Before the introduction of the nurse-led pneumococcal vaccination programme, only 13 of these 76 patients (17%) had received the vaccination. Among the remaining 63 patients who were candidates for vaccination, but not vaccinated, 56 (89%) were accurately identified by nursing staff as requiring vaccination. Having been informed about the benefits and risk of vaccination, 46 subsequently agreed to be vaccinated by the nurse.
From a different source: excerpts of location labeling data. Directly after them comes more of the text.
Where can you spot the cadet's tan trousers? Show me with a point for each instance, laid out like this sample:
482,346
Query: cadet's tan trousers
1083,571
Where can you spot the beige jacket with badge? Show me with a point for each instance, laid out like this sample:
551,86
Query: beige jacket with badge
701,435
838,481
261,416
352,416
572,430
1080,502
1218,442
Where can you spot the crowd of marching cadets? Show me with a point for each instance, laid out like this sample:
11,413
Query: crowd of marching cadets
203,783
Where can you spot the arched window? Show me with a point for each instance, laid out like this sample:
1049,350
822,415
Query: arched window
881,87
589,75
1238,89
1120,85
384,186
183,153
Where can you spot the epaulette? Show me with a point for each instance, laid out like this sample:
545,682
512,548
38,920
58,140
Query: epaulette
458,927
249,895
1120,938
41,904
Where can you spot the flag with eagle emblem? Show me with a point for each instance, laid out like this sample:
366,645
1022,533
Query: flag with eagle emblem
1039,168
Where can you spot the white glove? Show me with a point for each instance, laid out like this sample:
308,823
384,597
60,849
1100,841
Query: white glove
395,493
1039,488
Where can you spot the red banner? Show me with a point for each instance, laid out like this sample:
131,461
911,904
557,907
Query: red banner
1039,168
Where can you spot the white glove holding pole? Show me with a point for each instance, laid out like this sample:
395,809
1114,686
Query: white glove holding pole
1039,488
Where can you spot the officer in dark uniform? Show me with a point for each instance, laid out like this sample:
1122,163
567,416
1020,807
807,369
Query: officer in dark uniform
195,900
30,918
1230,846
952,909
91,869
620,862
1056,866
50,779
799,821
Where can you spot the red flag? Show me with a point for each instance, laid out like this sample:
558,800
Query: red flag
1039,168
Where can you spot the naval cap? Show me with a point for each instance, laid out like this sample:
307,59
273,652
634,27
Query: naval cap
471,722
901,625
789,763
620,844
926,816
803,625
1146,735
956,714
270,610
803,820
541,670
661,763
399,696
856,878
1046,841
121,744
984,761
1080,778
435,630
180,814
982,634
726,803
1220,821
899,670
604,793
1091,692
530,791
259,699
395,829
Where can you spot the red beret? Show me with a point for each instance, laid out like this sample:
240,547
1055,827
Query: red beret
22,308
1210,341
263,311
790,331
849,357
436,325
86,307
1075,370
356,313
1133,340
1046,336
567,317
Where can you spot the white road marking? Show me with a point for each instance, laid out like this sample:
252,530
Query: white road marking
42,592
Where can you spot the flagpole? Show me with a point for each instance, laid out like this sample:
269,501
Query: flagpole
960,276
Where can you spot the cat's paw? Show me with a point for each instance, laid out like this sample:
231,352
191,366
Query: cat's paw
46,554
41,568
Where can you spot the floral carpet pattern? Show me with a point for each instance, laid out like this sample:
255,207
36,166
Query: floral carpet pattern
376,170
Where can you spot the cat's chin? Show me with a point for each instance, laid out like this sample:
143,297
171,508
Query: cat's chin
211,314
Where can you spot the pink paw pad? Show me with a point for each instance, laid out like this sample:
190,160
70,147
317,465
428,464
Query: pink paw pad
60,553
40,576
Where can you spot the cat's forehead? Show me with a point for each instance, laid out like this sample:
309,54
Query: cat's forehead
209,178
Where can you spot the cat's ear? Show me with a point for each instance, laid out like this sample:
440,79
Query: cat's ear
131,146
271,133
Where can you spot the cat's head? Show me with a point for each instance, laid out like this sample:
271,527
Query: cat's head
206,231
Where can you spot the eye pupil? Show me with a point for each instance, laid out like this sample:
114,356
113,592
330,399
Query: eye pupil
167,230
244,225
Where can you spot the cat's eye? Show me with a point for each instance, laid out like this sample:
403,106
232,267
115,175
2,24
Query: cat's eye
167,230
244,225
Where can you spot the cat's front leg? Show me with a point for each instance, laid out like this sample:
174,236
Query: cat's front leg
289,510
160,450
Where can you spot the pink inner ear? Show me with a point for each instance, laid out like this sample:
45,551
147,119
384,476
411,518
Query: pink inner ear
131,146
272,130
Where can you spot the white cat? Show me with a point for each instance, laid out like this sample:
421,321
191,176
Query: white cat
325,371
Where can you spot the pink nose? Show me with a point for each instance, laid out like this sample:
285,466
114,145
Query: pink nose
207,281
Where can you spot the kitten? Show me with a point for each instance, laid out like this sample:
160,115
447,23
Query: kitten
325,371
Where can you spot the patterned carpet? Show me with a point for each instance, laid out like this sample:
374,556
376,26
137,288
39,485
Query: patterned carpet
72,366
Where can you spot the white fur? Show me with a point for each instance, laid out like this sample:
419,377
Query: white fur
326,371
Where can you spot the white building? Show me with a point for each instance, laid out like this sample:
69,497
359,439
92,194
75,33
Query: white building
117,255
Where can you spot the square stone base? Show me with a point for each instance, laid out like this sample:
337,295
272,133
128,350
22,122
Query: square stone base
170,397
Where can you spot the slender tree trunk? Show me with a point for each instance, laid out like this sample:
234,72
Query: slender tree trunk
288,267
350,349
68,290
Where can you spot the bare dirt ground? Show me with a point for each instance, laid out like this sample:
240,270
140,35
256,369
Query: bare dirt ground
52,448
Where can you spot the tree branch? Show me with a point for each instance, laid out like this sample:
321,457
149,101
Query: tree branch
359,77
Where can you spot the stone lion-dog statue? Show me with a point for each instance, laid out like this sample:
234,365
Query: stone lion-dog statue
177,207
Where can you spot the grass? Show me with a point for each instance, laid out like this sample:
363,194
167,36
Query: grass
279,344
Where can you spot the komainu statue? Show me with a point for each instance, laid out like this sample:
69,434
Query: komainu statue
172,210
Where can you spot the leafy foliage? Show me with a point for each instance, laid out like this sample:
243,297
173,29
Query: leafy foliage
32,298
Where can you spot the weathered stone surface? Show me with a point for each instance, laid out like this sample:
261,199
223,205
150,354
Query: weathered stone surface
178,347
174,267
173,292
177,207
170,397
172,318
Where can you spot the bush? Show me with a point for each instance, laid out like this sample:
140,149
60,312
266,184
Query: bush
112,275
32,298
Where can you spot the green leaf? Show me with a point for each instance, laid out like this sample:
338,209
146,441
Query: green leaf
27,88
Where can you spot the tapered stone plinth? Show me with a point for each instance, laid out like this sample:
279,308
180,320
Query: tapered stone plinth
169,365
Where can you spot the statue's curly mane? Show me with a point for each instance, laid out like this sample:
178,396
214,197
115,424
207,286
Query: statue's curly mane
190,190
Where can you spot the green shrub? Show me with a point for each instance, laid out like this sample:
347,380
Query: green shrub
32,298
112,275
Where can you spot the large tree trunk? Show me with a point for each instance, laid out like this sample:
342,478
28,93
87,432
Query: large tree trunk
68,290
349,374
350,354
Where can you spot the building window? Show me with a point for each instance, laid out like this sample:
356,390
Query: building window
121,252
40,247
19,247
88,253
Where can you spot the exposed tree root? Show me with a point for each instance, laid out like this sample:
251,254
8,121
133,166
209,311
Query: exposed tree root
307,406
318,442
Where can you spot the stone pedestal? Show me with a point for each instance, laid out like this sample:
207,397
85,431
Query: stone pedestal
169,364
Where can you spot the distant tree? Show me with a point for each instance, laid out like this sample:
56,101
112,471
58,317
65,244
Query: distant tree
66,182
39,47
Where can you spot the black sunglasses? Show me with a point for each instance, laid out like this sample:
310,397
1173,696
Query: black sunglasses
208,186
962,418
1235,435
Comparing the rate of vaccination before and after the introduction of this intervention programme confirmed a significant improvement in vaccination coverage (p <0.001).
Abstract Number: OP0065
References
- Goulenok T, Serre J, Francois C, et al. Nurse-led vaccination program dramatically improves pneumococcal vaccination coverage among patients with chronic inflammatory rheumatic diseases: a prospective pilot study. EULAR 2017; Madrid: Abstract OP0065
- Perry LM, Winthrop KL, Curtis JR. Vaccinations for rheumatoid arthritis. Curr Rheumatol Rep. 2014;16(8):431
- Naveau C, Houssiau FA. Pneumococcal sepsis in patients with systemic lupus erythematosus. Lupus. 2005;14:903-6
- van Assen S, Agmon-Levin N, Elkayam O, et al. EULAR recommendations for vaccination in adult patients with autoimmune inflammatory rheumatic diseases. Ann Rheum Dis 2011;70:414-22
- Bühler S, Eperon G, Ribi C, Hatz C. Vaccination recommendations for adult patients with autoimmune inflammatory rheumatic diseases. Swiss Med Wkly. 2015;145
- Costello R, Winthrop KL, Pye SR, et al. Influenza and pneumococcal vaccination uptake in patients with rheumatoid arthritis treated with immunosuppressive therapy in the UK: A retrospective cohort study using data from the Clinical Practice Research Datalink. PLoS ONE 2016;11(4):e0153848.
- Sowden E, Mitchell WS. An audit of influenza and pneumococcal vaccination in rheumatology outpatients. BMC Musculoskel Dis. 2007;8:58.